First Quarter 2013 Market Review
On a relative basis, the Washington DC and surrounding metropolitan area remains one of the better performing real estate markets across all sectors. At the end of the First Quarter 2013, the vacancy rates for office, industrial and retail space stood at 13.8%, 11.1%, and 4.7% respectively.
While the current industry metrics are better than most major markets throughout the country, on a historical basis, they remain soft. The vacancy rate for office over the previous quarter increased by .2%; year over year the rate increased by .4%. Contributing factors to the lack of improvement in the office vacancy rate have been addressed in recent TD issues. They include Federal cutbacks in GSA leased space, meager private sector job growth and office users becoming more efficient in how they utilize space. Nevertheless, it’s expected that very little supply will be added to the market. Six of the twelve largest US Office markets showed declines in vacancy rates led by Denver and San Francisco.
Both retail and industrial space showed slight increases in vacancy rates with rental rates remaining flat. While real estate fundamentals (vacancy rates, rental rate trends, etc.) are showing negligible improvement year over year, increases in repetitive sales prices are exceeding the fundamentals. More specifically, year over year commercial real estate prices, on average, have increased approximately 6%. Despite marginal fundamentals, price increases are being realized because of historically low interest rates, reduced inventories of distressed properties, and an anticipation that fundamentals have stabilized and will improve.
The multi-family (apartments) market in the Washington, DC and surrounding metro area continues to remain strong. At the end of the first quarter 2013, the vacancy rate stood at approximately 4.6% which is an average among Class A and B properties. While the rate of absorption continues to remain strong, the annual supply of new units to the market is double the 5 year annual average. On average, the Washington Metro Area has delivered about 5,000 new units per year for the last few years. In 2013, it’s expected 11,000+ units will be delivered. Correspondingly, vacancy rates are expected to increase some, albeit remain at healthy levels.
Single family home starts (new construction) are continuing with a rebound over the recessionary lows. Single family starts for the first quarter of 2013 exceeded starts for the same period last year by 27%. The latest figures for March showed an annualized rate of 619,000 units. Factors contributing to this improvement are low interest rates/borrowing costs, historically low inventory levels of both new and resale homes, and the generally improving economy.

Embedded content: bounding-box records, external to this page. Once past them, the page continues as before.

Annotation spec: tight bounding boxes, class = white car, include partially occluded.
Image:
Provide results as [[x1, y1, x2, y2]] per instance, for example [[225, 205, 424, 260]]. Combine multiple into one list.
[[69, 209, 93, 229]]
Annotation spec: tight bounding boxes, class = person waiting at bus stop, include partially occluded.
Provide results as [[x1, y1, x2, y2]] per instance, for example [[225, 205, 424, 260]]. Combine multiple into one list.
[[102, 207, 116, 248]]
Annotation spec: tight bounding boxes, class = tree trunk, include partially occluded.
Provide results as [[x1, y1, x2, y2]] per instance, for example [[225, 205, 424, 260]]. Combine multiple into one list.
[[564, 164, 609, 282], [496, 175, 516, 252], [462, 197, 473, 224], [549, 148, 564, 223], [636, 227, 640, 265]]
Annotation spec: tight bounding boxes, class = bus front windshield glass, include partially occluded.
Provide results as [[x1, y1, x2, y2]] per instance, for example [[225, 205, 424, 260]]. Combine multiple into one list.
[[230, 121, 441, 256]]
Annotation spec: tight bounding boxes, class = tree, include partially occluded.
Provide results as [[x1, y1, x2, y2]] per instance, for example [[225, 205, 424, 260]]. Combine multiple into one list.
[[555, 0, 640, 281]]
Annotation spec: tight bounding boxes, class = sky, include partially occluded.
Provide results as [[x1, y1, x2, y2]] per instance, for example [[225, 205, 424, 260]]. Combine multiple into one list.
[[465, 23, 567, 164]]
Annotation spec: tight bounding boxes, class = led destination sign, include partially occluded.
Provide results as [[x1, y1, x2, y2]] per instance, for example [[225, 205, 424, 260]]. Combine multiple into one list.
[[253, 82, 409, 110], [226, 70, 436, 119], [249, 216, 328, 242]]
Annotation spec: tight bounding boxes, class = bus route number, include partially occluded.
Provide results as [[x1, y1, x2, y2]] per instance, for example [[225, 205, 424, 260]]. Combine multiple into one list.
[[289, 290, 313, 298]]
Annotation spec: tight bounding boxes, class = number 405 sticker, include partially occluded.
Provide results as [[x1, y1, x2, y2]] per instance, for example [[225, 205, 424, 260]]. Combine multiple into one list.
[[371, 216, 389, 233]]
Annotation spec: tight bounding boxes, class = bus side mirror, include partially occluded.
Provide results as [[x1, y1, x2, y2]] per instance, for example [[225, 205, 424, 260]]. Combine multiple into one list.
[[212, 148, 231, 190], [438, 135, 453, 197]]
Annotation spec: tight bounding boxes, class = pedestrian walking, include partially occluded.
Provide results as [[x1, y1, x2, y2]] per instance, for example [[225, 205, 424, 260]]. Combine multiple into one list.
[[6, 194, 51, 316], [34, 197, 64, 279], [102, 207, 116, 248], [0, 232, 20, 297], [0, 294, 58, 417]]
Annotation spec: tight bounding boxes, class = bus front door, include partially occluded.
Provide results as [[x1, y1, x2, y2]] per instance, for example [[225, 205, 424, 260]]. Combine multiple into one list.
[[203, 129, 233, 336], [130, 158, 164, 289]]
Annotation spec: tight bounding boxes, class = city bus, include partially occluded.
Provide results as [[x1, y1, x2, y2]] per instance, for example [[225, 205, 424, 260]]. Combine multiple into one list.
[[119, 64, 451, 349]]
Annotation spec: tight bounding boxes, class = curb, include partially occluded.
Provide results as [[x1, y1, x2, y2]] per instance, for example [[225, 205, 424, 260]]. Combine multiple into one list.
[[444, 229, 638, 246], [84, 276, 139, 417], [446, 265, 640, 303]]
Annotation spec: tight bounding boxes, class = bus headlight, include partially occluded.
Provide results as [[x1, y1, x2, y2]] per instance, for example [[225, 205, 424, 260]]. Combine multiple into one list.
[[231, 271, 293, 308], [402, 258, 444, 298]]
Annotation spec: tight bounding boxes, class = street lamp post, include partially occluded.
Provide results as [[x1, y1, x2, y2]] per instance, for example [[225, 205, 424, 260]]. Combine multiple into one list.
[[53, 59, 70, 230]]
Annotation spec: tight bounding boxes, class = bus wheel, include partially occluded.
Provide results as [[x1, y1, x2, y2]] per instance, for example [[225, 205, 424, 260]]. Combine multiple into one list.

The Washington Metropolitan region continues to be one of the strongest housing markets in the country on a relative basis. In our region, price stability was reached in late 2011. Over the last year, many submarkets throughout the Washington Metro area recorded double digit growth. TD expects home prices to continue to rise, albeit at a more moderate pace as shadow inventory begins to hit the market.
TD Recent Transactions
Private Real Estate Developer
Tyler-Donegan has been engaged by a private real estate owner to develop a strategic real estate plan with regard to the potential development or transfer of development capacity of approximately 400,000 square feet of mixed-use density for a site located within the White Flint Sector Plan area in Montgomery County MD.
HealthMed Realty Partners
Tyler-Donegan's HealthMed Realty Partners division has been selected by the owner as the exclusive sales and leasing broker for 234 Eastern Boulevard, a 34,000 newly renovated medical office building in Hagerstown, Maryland
Rockville Fuel and Feed
Tyler-Donegan represented Rockville Fuel and Feed in a lease/purchase of 3 acres of property along Reich’s Ford Road in Frederick. The property will be used for a small batch plant for their concrete services division. Based out of Rockville, MD this new location will allow RFF to better serve their growing customer base in Frederick.
CaerVision, Inc. is located at 4539 Metropolitan Ct. (at FITCI) and needed additional storage space. David Kaye negotiated some space with the building owner and this continually growing company has, for now, adequate storage. CaerVision provides digital media network and content service to healthcare facilities to turn waiting time into educational moments. Their mission is to improve people's lives through education.
Medigen, Inc. has been a FITCI client for several years and has decided it’s time to graduate. David negotiated 3,000 sf of space for them at the Riverside Technology Complex on Monocacy Blvd.
Medigen, Inc. is a biotechnology company that specializes in biomedical research in the areas of infectious diseases, cancer, and human gene therapy. Their expertise is primarily in cancer vaccines and vaccines against emerging and biodefense diseases.